Gas station storage tanks threaten groundwater

FREMONT, CA

"It was never a nice station. It was always a dump," said Fremont resident Norma Broussard.

Broussard described a Beacon gas station that was located on Peralta Street in Fremont, right behind her home. It's now an empty lot and the ground below is contaminated with gas, diesel fuel, and MTBEs that leaked out of the tanks for untold years.

"I think it's ridiculous, and if it's seeping into the drinking water. Hello! That's worse than ridiculous. We live here, we're affected," said Broussard.

The site in Fremont, one in East Palo Alto on East Bayshore Boulevard, and another in Concord are just three of 55 gas stations in the state that have been targeted for $3 million. The money from a two-cents a gallon gas tax will be used to clean up what are called "orphan sites" -- closed or abandoned gas stations.

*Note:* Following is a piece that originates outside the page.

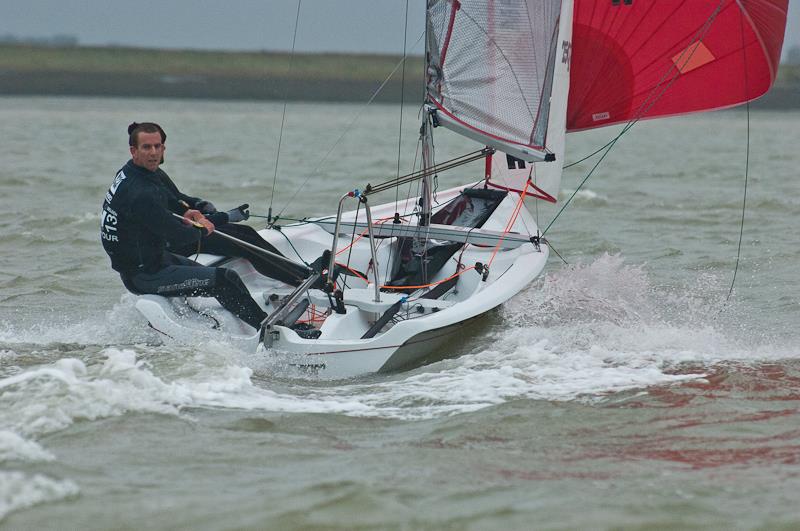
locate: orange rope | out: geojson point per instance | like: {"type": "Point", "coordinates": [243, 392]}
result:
{"type": "Point", "coordinates": [511, 221]}
{"type": "Point", "coordinates": [459, 273]}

"We tried to get the owners to step up to the plate and to date, they haven't, and that's why we pursued the route to the state," said Walter Wandow, general manager from the Alameda County Water District.

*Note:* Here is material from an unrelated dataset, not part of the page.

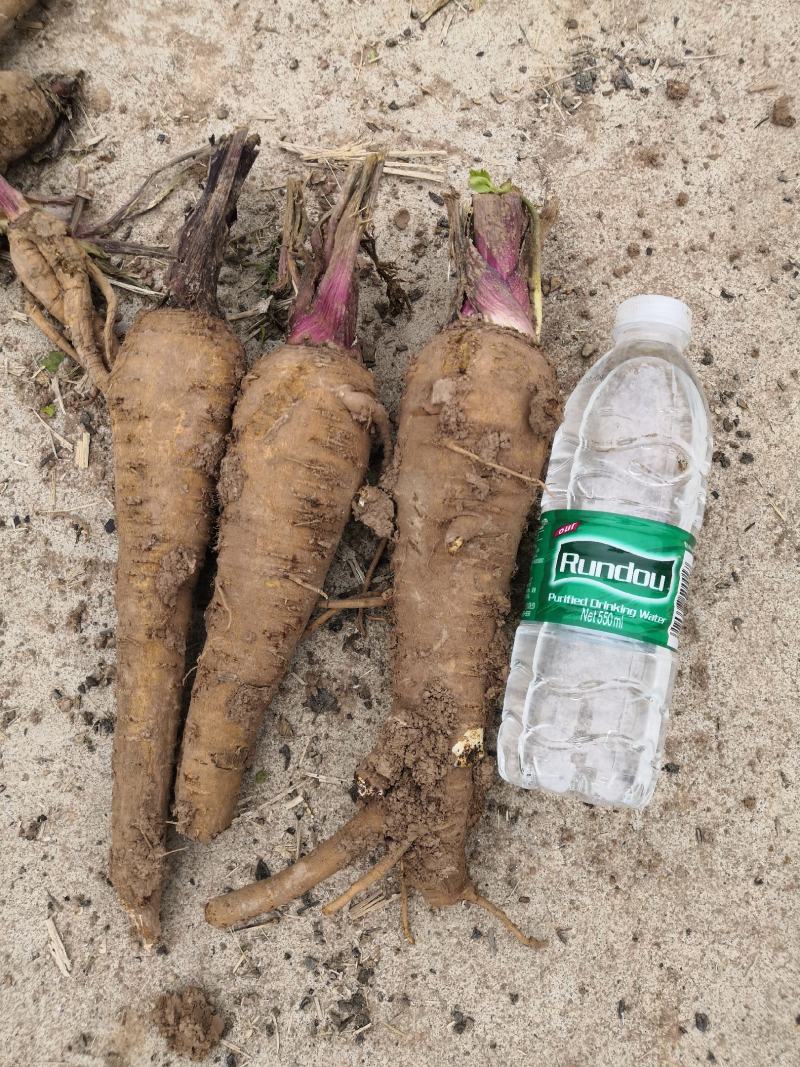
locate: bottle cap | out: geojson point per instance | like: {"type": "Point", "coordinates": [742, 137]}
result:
{"type": "Point", "coordinates": [650, 309]}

Wandow says when the owners of these gas stations won't or cannot afford to clean up the sites, water districts had to turn to the state for help.

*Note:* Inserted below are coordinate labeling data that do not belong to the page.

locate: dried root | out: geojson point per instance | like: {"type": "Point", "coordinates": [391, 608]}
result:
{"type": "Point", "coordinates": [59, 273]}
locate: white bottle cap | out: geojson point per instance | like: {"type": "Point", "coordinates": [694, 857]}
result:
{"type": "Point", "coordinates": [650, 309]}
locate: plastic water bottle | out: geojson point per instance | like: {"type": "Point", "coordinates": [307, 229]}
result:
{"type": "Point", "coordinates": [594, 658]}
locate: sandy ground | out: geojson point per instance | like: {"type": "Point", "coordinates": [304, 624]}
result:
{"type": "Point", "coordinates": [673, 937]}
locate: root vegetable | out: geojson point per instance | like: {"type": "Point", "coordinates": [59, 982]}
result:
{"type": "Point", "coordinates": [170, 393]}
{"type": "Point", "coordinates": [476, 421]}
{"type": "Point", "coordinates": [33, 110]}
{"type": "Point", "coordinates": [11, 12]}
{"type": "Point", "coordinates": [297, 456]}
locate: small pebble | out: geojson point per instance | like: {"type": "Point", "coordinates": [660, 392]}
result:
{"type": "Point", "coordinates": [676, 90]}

The gas tanks were buried 15 feet deep. Alameda County is concern is that the pollution they have found at that level could go even deeper and possibly affect the groundwater.

"...Or really the steward of the groundwater basin. And while, there is no immediate threat to drinking water, eventually over time, that kind of contamination could migrate into the groundwater," said Wandow.

Alameda County will now receive $100,000 this year, and perhaps the same amount for four more years from state and federal stimulus money, to investigate and clean up the site.

San Mateo and Contra Costa counties will also get the same amount.